My first impressions of West Berlin were of a city which looked very much like any other major city in Western Europe: modern, cosmopolitan, chic, with no hint (at least none downtown) that you were on a political island surrounded by a Communist state. The only dilapidated building I saw in West Berlin was the Kaiser Wilhelm Memorial Church: bombed during World War II, its blackened ruins had been preserved. The Western military presence in West Berlin — and I knew that presence was substantial, and substantially armed — was largely out of sight, almost invisible. Still, my U.S. Army Reserve identification card got me free rides on the Berlin subway, no questions asked.
I visited the Victory Column, a 19th century monument topped by a golden female warrior with spreading wings. The Column had somehow survived Berlin’s 20th history. From there I walked towards the Brandenburg Gate and the Reichstag parliament building, walking on Straße des 17. Juni. During the final days of the Nazi regime, small airplanes had used that street as a makeshift runway, couriering messages to and from Hitler. The street’s name is more recent, for it honors an uprising in June 1953 by East Berliner workers who, contrary to the teachings of Karl Marx, didn’t like Communism. The uprising was suppressed by Soviet tanks.
The Brandenburg Gate was located just inside East Berlin. Atop the Gate was a cluster of Romanesque statues who once faced westward.
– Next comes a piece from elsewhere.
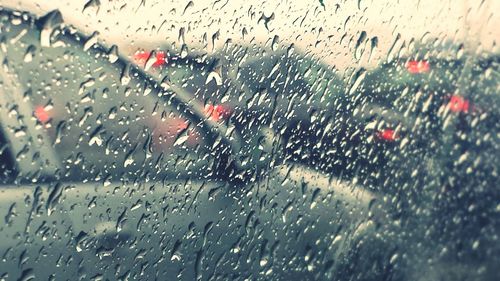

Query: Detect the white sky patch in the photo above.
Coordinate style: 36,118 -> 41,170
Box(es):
2,0 -> 498,70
After the Communists erected the Wall in 1961, the Communists had the statues turned eastward. With the Wall’s recent fall, I saw workmen preparing to turn them westward again. Nice.
The Reichstag building, located in West Berlin, had not hosted a sitting parliament in decades. In World War II, the war’s last major battle in Europe was fought in Berlin. The Soviet Red Army first bombarded the city and then fought tenaciously, block by city block, to reach and capture — the Reichstag. The building was repaired after the war, but its outer surface remained discolored by gloomy shades of gray and black. When I visited the Reichstag, its interior held a fascinating museum — a very anti-Nazi museum, displaying exhibits about the Holocaust, the destruction and division of Berlin, the Berlin Airlift, etc. Berliners, at least in the West, were not hiding from their history. I also saw a part of the Reichstag being renovated: the parliamentary chamber. West Germany’s capital was still Bonn, a small city otherwise forgettable. West and East Germany had not agreed to reunite — not yet — but obviously the West Germans were getting ready. Today, the Reichstag is the Bundestag, the Federal Parliament of a reunited Germany.
Certainly the Reichstag was full of emotional reminders of a horrifying past, but I found yet more emotional reminders just behind the building: large crosses, tall enough to tower over you, planted at irregular intervals along the (crumbling) Berlin Wall, marking every spot where Communist guards had shot dead somebody trying to escape to West Berlin. Numerous crosses.
To this day, I’m struck by the fact that the United States, the United Kingdom and France were willing to risk so much, even the risk of nuclear war, just to defend West Berlin from Communist absorption. President John Kennedy even expected a nuclear showdown over Berlin — and to his surprise, faced one over Cuba instead. Consider that, technically, West Berlin was not even a city; it was half a city. Is half a city worth staking your national credibility upon? Risking nuclear war? The Western Powers said yes and stood firm, from the Berlin Airlift to the Berlin Wall. Ironically, on balance, the Wall probably helped the West more than it helped the East because it removed Berlin as a constant crisis spot of the Cold War — while self-imposing upon the Communists a constant embarrassment, in concrete, one whose shame and history their propaganda could never really conceal.